Retirement Savings Accounts Amendment Regulations 2004 (No. 2)

(147 of 2004)

Dated 24 June 2004

Retirement Savings Accounts Act 1997.

1   Name of Regulations

These Regulations are theRetirement Savings Accounts Amendment Regulations 2004 (No. 2).

2   Commencement

These Regulations commence as follows:

(a) on 1 July 2004 - regulations 1 to 3 and Schedule 1;

(b) on 1 September 2004 - Schedule 2;

(c) on 20 September 2004 - Schedule 3.

3   Amendment of Retirement Savings Accounts Regulations 1997

Schedules 1, 2 and 3 amend theRetirement Savings Accounts Regulations 1997.

Schedule 1   Amendments commencing on 1 July 2004

[1]   Subregulation 1.03 (1), after definition of capital gains tax exempt component

insert

child means an individual who is under 18.

[2]   Subregulation 1.03 (1), definition of child contributions

substitute

child contributions means contributions that are made to an RSA institution in respect of a child, other than:

(a) contributions made in respect of the child by, or on behalf of, an employer of the child; and

(b) contributions made by a child in respect of himself or herself.

[3]   Paragraph 4.13 (1) (b)

after

receives

insert

, before 1 July 2004,

[4]   Subparagraph 4.24 (1) (a) (ii)

omit

on either a full-time or part-time basis;

insert

to at least a part-time equivalent level;

[5]   Paragraphs 4.24 (1) (b) and (c)

substitute

(b) where the RSA holder:

(i) had, on 30 June 2004, reached age 75; and

(ii) has not, since 1 July 2004, continued to be gainfully employed for at least 30 hours a week;

(c) where the RSA holder has reached age 75, and is not a person to whom paragraph (b) applies;

(d) the RSA holder dies.

[6]   Subparagraph 4.24 (2) (a) (ii)

omit

on either a full-time or part-time basis;

insert

to at least a part-time equivalent level;

[7]   Subparagraph 4.24 (2) (b) (ii)

omit

[8]   After subregulation 4.24 (5)

insert

(6) In this regulation a person is gainfully employed at a part-time equivalent level if the person was gainfully employed for at least 240 hours during the financial year that ended on the last occurring 30 June.

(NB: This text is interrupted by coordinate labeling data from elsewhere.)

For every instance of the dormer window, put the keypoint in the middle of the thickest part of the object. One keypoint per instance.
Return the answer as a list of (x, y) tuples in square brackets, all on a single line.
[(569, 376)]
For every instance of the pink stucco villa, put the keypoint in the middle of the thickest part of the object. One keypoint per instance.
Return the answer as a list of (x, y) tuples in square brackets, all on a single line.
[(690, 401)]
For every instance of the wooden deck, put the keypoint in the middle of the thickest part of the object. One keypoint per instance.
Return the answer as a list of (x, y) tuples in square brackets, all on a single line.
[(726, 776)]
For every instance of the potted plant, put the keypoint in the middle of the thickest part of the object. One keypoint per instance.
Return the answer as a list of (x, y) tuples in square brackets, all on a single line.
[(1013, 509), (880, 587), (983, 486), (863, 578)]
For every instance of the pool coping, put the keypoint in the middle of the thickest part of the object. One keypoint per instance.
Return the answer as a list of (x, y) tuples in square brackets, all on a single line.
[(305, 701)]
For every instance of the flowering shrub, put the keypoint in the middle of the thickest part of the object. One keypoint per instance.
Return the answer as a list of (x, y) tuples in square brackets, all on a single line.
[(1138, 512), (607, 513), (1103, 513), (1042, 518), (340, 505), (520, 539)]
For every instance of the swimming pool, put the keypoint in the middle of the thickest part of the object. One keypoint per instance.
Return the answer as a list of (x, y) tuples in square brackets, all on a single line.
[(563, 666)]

[9]   Subregulation 5.03 (1)

substitute

(1) Subject to subregulation (5), an RSA institution may accept contributions that are made in respect of an RSA holder who is under age 65.

[10]   Subregulation 5.03 (2)

omit

[11]   Subregulation 5.03 (2A)

omit

For paragraph (1) (d), an RSA

insert

An RSA

[12]   Paragraph 5.03 (3) (b)

substitute

(b) the RSA holder has been gainfully employed on at least a part-time basis during the financial year in which the contributions are made.

[13]   Paragraph 5.03 (4) (b)

substitute

(b) the contributions are made by the RSA holder in respect of the RSA holder and the RSA holder has been gainfully employed on at least a part-time basis during the financial year in which the contributions are made.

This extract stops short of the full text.